ChessTransformer200M
A 204M parameter chess-native transformer trained on Stockfish-labeled positions.
Architecture
- Encoder: FusedBoardEncoder (256d) — learned piece-color + square + context embeddings
- Backbone: 16-layer Transformer (1024d, 16 heads, FFN 4096, GELU, norm_first)
- Policy Head: SpatialPolicyHead (from×to square features, 512d)
- Value Head: WDL (win/draw/loss) classification
Training
- Dataset: avewright/chess-positions-lichess-sf (10.2M positions seen out of 48M available)
- Steps: 10,000 optimizer steps (effective batch 1024)
- Final Policy Loss: ~2.5 (estimated from loss curve)
- Top-1 Accuracy: 18.4% (on 5K eval positions vs Stockfish best moves)

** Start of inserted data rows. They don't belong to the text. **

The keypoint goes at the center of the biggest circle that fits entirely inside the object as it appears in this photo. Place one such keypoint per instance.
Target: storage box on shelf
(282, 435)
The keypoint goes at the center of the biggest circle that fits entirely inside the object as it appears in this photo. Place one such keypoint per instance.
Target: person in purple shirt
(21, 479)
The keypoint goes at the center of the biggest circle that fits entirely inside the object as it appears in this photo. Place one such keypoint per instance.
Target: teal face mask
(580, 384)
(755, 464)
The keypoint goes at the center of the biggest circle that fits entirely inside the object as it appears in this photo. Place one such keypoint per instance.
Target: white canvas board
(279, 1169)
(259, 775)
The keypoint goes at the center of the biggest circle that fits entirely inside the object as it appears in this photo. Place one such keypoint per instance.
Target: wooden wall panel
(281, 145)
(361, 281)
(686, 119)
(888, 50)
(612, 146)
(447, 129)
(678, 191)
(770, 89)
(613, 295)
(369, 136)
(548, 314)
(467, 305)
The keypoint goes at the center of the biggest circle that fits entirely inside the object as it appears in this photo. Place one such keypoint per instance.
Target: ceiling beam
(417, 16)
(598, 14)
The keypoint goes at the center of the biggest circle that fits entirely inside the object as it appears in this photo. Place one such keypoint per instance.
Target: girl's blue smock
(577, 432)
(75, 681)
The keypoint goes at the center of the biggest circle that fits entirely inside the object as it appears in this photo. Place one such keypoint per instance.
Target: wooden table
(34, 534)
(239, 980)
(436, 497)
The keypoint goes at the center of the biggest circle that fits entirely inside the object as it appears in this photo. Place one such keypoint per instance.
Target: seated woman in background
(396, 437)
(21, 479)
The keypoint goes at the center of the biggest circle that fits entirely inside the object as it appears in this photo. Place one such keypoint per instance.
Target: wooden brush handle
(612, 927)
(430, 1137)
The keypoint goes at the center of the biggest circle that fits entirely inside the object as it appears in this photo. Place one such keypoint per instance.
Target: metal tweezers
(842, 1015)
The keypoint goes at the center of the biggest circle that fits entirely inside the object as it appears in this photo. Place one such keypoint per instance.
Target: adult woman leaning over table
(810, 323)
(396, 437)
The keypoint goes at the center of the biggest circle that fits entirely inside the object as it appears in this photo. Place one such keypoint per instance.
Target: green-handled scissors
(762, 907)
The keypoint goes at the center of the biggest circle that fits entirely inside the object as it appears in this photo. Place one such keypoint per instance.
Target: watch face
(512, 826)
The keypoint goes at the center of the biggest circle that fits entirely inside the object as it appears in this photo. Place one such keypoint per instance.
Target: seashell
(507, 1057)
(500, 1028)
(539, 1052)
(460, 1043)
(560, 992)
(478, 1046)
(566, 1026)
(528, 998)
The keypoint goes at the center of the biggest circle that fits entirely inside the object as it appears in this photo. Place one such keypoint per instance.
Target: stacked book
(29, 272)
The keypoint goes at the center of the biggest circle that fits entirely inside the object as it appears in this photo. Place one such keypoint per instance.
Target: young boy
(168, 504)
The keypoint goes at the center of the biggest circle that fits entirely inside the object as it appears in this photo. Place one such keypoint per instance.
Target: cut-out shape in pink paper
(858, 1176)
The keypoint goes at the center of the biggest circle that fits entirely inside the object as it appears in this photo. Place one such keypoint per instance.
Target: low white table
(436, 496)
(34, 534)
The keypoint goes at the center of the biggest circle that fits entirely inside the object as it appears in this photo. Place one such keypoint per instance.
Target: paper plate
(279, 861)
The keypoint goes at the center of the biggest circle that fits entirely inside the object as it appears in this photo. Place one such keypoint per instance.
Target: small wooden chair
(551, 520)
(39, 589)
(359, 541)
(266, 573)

- GPU: NVIDIA A40 46GB, FP16 + torch.compile
- Training time: ~6 hours to step 10,000
Usage
import torch
from play import ChessTransformer200M, load_model, encode_board, get_model_move
import chess
model = load_model("best_model.pt", torch.device("cpu"))
board = chess.Board()
move, info = get_model_move(model, board, torch.device("cpu"))
print(f"Best move: {move.uci()}, Top 5: {info['top_moves']}")
Files
best_model.pt— Model weights only (816 MB)training_log.json— Loss curve dataconfig.json— Architecture config
Known Issues
- Training hit FP16 NaN at step ~13,800. Best checkpoint is step 10,000.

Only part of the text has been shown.